大魔導士ヴァーリの正体は、先王エイナルが、自分の息子であるエイリークを光の王とするため魔境へと追放した弟の息子であり、エルナの腹違いの兄であった。蘇ったヴァーリは世界の王にならんとするが、その背後には…。新王・エイリークは、そんなヴァーリの野望を阻止するため、エルナに統魔雷剣を届けるようカルルに託す。そして、アーサトゥアルの狂戦士と闘うエルナが統魔雷剣を手にした時…!?

聖戦記エルナサーガ(13)

エルナ姫こそ闇の王にして、光の王。そして世界を恐怖に陥れる大魔導士ヴァーリは彼女の異母兄。そのヴァーリを自らの命と引き換えに倒したエイリーク。だが、混乱したアーサトゥアルに替わり、今度はグードランドが世界統一を企む。

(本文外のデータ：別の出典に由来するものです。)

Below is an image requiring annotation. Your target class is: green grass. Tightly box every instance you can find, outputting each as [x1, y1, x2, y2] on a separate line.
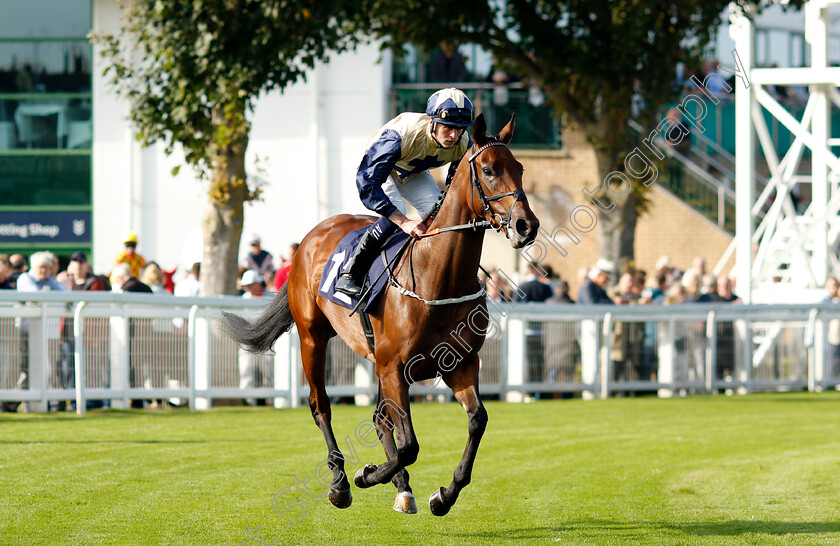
[0, 393, 840, 545]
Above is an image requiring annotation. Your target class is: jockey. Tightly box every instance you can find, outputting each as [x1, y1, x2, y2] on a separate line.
[335, 88, 475, 296]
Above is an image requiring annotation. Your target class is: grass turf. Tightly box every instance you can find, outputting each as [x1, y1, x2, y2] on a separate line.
[0, 393, 840, 544]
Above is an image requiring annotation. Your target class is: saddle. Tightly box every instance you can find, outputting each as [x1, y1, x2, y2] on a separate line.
[318, 226, 408, 313]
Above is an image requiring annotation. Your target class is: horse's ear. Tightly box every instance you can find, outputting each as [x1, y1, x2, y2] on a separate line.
[473, 113, 487, 146]
[499, 114, 516, 144]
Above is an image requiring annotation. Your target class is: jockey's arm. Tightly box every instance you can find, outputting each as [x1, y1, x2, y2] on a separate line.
[356, 131, 402, 219]
[388, 210, 426, 238]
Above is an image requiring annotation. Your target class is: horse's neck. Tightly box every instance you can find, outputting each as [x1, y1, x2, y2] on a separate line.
[402, 176, 484, 299]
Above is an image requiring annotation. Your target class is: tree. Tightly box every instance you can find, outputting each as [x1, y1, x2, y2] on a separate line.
[93, 0, 361, 295]
[367, 0, 796, 270]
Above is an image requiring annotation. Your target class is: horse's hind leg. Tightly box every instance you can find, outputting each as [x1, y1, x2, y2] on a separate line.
[299, 328, 353, 508]
[373, 386, 417, 514]
[353, 374, 420, 489]
[429, 356, 487, 516]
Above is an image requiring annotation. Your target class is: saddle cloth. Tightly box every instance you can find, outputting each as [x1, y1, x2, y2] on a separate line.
[318, 226, 408, 313]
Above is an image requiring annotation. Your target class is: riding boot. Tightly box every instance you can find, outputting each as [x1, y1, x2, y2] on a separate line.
[335, 230, 381, 296]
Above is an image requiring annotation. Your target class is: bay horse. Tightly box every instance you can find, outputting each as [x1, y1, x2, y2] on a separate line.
[224, 114, 539, 516]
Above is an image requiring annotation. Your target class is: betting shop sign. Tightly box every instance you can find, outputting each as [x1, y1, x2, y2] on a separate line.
[0, 211, 92, 244]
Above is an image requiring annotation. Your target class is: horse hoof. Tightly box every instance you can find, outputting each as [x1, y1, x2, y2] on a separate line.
[429, 487, 451, 516]
[353, 463, 376, 489]
[329, 487, 353, 508]
[394, 491, 417, 514]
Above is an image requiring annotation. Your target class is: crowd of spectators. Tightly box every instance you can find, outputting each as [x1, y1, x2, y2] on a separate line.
[482, 256, 748, 397]
[0, 227, 298, 411]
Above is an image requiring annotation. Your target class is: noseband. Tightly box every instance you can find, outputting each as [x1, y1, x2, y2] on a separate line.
[468, 140, 527, 238]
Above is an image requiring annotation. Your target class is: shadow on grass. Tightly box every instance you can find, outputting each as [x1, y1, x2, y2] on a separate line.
[450, 520, 840, 540]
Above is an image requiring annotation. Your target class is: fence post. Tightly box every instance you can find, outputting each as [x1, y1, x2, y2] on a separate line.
[505, 318, 525, 402]
[656, 318, 677, 398]
[580, 319, 601, 400]
[73, 301, 87, 415]
[733, 319, 753, 394]
[600, 313, 612, 398]
[274, 335, 292, 408]
[706, 311, 717, 393]
[108, 305, 129, 409]
[21, 303, 50, 413]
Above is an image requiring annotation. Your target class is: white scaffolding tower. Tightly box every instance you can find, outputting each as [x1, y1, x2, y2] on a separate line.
[720, 0, 840, 303]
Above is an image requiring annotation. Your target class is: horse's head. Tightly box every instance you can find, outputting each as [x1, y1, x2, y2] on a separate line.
[467, 114, 540, 248]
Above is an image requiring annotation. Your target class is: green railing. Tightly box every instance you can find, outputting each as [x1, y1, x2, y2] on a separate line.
[391, 83, 563, 150]
[658, 152, 735, 235]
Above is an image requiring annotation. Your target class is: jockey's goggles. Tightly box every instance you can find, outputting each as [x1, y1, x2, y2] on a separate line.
[437, 108, 473, 127]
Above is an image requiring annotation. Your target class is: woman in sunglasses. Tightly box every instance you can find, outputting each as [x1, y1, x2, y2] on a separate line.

世界樹が復活しはじめているのを知ったエルナは、世界を守るため、シャールヴィと共に最後の闘いに挑む!!

聖戦記エルナサーガ

ド直球のヒロイックハイファンタジー

聖戦記エルナサーガ 堤抄子
ピサ朗
ピサ朗

誰もが魔法を使える世界で、唯一魔力を持たないアーサトゥアル国の姫エルナと、戦争中のアンサズ国の王子シャールヴィが出会い、各々の思惑により逃避行に身を投じ、怒り悲しみ成長し、やがて戦争を終わらせようと戦い抜く、超が付くほど真っ当すぎるファンタジー漫画。 固有名詞の多くは北欧神話モチーフだが、内容は独自性が強くしっかりとした世界を描いている。 作者が「女の子が世界を救う物語」を描きたいと思った事もあるだろうが、主人公のエルナは女らしさの塊のような女性で、力は弱く誰もが魔法を使えるこの世界で唯一魔法が使えず、目の前で剣を取らねばならぬ時も戦えず、敵の死にも涙を流し、優しく弱く迷い状況に翻弄され、理想主義的で、正直やきもきするのだが、体内の魔法に反応して強力な殺傷力を発する封魔剣を唯一扱えるという特性と、そうして無力な身から悩み学んだ事から成長し自分の意思を世界に示す姿が実にカッコいい。 もう一人の主人公である王子シャールヴィは、猛々しく雑兵をなぎ倒し、魔法も強く、上の兄王子達に考える事は任せていて、戦争を終わらせるなら母国アンサズの勝利で終わらせるという事がエルナを連れていく動機だったが、戦乱の中でも平和を求め、甘いと感じていたエルナの優しさを目の前で見続け、徐々に彼女を守ろうと命を預け、国ではなく彼女の為に戦う事を決めるなど、良い意味で男らしさの権化である。 この二人が共に世界を巡り、様々な出会いと成長を繰り返し、やがては滅びに向かう世界を救おうと戦いに向かう。 出会う人々も市井の人一人一人に物語が見え隠れして、世界は狭いのだがとても深みがある。 モンスター的な存在は居るが、実際は正真正銘のモンスターは伝説の魔獣くらいで、異形の姿と化した狂戦士も元は人間で、空馬等の架空生物は使役動物であり、あくまで人間の領土を巡る戦争が出発点なのも見応えがあり面白い。 男女問わず読んで欲しい一作、お薦め。